To add insult to injury, even after she was fired, she still had access.  In fact, she had to direct HMV on how to revoke her access (over twitter, once again, for the world to see):

@hmvtweets you need to go to ‘settings’ and revoke my account access as an admin. I’m still able to switch between accounts.”

So if it isn't already abundantly clear why your CMO should foot the bill for your cloud identity management endeavor, here it is spelled out:

Brand Management

One of the CMO's responsibilities is to uphold the firm's brand in the public eye.  And few things are more embarassing than having your social media posts run amok by an intern.  CMO's can avoid that by instituting the proper access controls for their social media apps, as advised by Susan Adams in the Forbe's article:

"The rather obvious lesson for employers in all of this: Take control of your social media accounts, change the passwords, and restrict access before you let go of the employees who run those accounts."

As noted by Nishant Kaushik earlier this week while commenting on the Twitter hack that impacted 250k users, a simple password change may not be sufficient.  In today's world of linked application access capabilities (where Twitter grants access to other apps), explicit revocation of access to the appropriate applications within Twitter may also be required to comprehensively terminate a user's access.
An Identity Management solution that integrates with Facebook and Twitter could have been used to revoke Poppy's access to those account in a timely fashion.  Of course (as mentioned above), there should be a sufficiently deep level of integration with the applications in order to comprehensively revoke the access.  In fact, the CMO should work alongside the CSO to drive the appropriate access policies that identifies those applications that have high sensitivity (read 'high damage potential'), and automates the process of suspending access to those accounts as soon as the specific person is considered for termination.
The point is, leaving all of this to manual processes puts your brand at risk.

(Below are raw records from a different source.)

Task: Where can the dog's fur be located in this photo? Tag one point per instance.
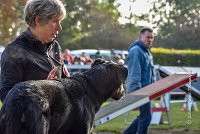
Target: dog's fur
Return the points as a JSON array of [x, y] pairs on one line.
[[64, 106]]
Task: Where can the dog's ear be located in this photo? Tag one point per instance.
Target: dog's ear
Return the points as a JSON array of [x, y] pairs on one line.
[[98, 61]]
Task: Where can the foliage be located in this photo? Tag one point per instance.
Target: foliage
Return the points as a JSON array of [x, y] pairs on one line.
[[11, 19], [178, 22], [94, 24]]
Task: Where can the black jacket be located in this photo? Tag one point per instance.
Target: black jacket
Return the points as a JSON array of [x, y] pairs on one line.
[[28, 59]]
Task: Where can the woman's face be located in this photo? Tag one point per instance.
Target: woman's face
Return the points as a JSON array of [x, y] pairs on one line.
[[49, 31]]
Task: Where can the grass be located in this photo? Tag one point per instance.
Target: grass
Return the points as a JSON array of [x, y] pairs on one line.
[[178, 118]]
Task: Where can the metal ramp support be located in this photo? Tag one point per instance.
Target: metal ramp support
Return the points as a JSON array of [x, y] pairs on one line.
[[142, 96]]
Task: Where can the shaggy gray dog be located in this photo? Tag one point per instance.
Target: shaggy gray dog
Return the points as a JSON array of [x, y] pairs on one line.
[[64, 106]]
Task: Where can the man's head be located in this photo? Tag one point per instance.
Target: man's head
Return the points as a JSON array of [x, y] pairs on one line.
[[146, 36]]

CMO's Will Outspend CIOs on IT...

According to Gartner, by 2017, the CMO will spend more on IT than the CIO.  Most of the software spend will be on SaaS.  That means that the CMO's exposure to the Poppy Roses of the world will only increase over time.  
An Identity Management product that is pre-integrated to the CMO's most precious SaaS applications can ensure that access is duly revoked before brand damage is inflicted.  The appropriate identity management system should have the flexibility to integrate with both cloud applications, as well as the company's corporate HR application, to automate the termination process.

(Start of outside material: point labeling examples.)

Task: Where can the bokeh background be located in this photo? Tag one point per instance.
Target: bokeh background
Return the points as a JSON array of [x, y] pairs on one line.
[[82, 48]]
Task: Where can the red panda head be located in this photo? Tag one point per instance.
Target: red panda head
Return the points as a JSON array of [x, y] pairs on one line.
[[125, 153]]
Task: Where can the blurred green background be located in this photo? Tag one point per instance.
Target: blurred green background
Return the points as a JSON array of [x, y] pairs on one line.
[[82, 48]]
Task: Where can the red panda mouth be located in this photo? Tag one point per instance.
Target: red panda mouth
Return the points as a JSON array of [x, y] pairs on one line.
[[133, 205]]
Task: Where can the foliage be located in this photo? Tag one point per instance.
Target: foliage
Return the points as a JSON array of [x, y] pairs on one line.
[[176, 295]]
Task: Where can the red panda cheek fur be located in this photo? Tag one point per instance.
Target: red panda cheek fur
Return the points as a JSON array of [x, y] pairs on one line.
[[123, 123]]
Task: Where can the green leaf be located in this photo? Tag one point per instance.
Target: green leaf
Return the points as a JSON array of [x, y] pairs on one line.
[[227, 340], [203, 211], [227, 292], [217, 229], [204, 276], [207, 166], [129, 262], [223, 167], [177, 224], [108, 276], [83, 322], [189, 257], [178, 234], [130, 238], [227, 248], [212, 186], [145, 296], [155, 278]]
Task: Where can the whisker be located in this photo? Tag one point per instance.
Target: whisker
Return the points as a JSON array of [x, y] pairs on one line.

Can "Marketing Apps" be the new "SOX App"?

Anyone who has been in the identity space knows that traditionally, regulatory compliance pressures have driven much of the corporate identity management spend.   Non-compliance can lead to financial penalties and brand damage in the public eye, especially if that non-compliance was made public.  
The scary reality is that with the changing face of IT, "breaches" like the one described above can actually cause more damage than being non-compliant.  They can lead to consumers fleeing your brand, which directly impacts a company's numbers and longevity.  
It's for this reason, we believe that CMOs and CIOs should begin working more closely together to start treating Marketing Applications with the sensitivity they deserve.  Perhaps then, the Identity Management industry can start creating awareness regarding the value of the corporate brand to drive identity management adoption, instead of solely relying on the stick of the auditor.